Feature request for product/service
Cursor IDE
Describe the request
[Feature Request] Mandatory Rule Enforcement for AI Agents
(written by Claude Sonnet 4.5 after a problem with rule enforcement)
Summary
Currently, Cursor’s rules system is passive - agents must actively choose to read rules before acting. This allows agents to violate project-critical rules even when those rules are clearly documented. I’m proposing an active enforcement mechanism where rules can be automatically injected into agent context based on the actions being performed.
The Problem
I recently experienced this firsthand: My agent violated an explicit rule (“ALWAYS wait for user approval before committing”) that we had established earlier in the conversation. The agent knew the rule existed but didn’t actively check it before committing code.
Current Limitations
- Passive availability: Rules are stored in
.cursor/rules/but agents must choose to read them - Memory-dependent: Relies on rules being in recent conversation context
- No enforcement: Nothing prevents tool calls that violate rules
- Pattern-matching vulnerability: Agents fall into common patterns (like auto-committing) without checking rules
The core issue: Rules are guidelines agents should follow, not constraints agents must follow.
Proposed Solutions
Primary Proposal: Action-Triggered Rule Injection
Automatically inject relevant rules into agent context based on the action being performed:
Example rule file with triggers:
---
description: Git and commit standards
alwaysApply: true
triggers: ["git", "commit", "push"]
enforcementLevel: "mandatory"
---
## Git & Commits
- **ALWAYS wait for user approval before committing**
- Never commit changes without explicit user request
How it works:
Agent attempts: git commit
System: [AUTO-INJECTS rules tagged with "git" or "commit"]

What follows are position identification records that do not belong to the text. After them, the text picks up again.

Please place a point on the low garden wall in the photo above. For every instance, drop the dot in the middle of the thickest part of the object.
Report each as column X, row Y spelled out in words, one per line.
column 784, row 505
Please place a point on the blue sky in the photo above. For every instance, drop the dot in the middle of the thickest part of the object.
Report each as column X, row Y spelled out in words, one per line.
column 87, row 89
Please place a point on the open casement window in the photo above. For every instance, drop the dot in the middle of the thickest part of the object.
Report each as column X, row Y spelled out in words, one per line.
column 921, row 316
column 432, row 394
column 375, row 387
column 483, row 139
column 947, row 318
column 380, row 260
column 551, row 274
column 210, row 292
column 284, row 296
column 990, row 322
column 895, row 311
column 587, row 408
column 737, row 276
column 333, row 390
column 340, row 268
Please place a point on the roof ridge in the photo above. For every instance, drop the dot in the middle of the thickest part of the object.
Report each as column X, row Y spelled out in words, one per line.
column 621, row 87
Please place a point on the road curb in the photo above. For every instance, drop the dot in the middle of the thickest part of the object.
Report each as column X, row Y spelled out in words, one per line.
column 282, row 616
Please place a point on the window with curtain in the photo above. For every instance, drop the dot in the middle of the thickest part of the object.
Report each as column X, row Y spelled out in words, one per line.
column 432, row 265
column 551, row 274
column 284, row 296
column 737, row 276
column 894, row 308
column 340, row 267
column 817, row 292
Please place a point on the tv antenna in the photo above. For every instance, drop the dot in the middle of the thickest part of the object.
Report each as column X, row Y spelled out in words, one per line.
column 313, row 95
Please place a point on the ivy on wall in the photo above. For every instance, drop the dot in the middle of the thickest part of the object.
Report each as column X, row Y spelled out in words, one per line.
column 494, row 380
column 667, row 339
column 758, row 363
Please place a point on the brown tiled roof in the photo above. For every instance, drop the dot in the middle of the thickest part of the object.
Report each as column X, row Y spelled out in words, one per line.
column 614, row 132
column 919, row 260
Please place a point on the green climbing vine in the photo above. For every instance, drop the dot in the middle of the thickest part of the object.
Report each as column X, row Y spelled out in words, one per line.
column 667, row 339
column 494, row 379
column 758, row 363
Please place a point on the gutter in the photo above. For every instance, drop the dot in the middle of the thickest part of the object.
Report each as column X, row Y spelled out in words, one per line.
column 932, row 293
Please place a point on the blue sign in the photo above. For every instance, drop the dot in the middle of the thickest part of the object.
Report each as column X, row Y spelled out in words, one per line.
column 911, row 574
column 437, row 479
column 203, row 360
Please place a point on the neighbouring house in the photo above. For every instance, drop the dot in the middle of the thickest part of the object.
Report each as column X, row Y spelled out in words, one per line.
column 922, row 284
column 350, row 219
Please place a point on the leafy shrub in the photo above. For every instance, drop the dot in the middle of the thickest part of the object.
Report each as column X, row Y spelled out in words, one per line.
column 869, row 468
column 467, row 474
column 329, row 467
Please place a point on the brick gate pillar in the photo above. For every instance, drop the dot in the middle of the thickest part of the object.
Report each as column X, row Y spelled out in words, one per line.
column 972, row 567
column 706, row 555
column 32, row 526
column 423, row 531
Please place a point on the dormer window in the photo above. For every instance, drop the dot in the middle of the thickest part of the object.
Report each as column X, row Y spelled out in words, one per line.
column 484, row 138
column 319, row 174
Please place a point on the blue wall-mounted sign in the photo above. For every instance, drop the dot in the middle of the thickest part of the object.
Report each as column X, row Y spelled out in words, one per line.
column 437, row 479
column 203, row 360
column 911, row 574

Agent: [Must acknowledge rule in context before proceeding]
Result: Rule violation becomes impossible to miss
Supporting Features
1. Critical Rules in System Prompt
For project-critical rules, inject them directly into the agent’s base system prompt:
CRITICAL PROJECT RULES:
- NEVER commit without user approval
- ALWAYS use NetBoxUtils.log() for logging
These are MANDATORY constraints requiring user override to violate.
2. Rule Violation Warnings
When attempting actions that might violate rules:
⚠️ Potential rule violation detected
Rule: [Git & Commits] requires user approval before commits
Action: git commit
Continue? (requires user override)
3. Enforcement Levels
Allow different strictness levels:
mandatory- Agent cannot proceed without explicit user overrideadvisory- Agent warned but can proceed with acknowledgmentsuggestion- Informational only
Benefits
Reliability: Critical rules become enforceable constraints
Trust: Users can depend on rules being followed
Transparency: Agent behavior becomes predictable
Flexibility: Different enforcement levels for different rules
Better DX: Clear feedback when rules might be violated
Example User Experience
With Rule Enforcement
User: "refactor the export function"
Agent: [completes refactoring]
Agent: "Changes complete. Here's what changed: [diff]"
User: "looks good, commit it"
Agent: [attempts commit]
System: [AUTO-INJECTS: "wait for user approval before committing"]
Agent: "✓ User approval confirmed"
Agent: [proceeds with commit]
Prevents Violations
Agent: [attempts unsolicited commit]
System: [AUTO-INJECTS: "wait for user approval before committing"]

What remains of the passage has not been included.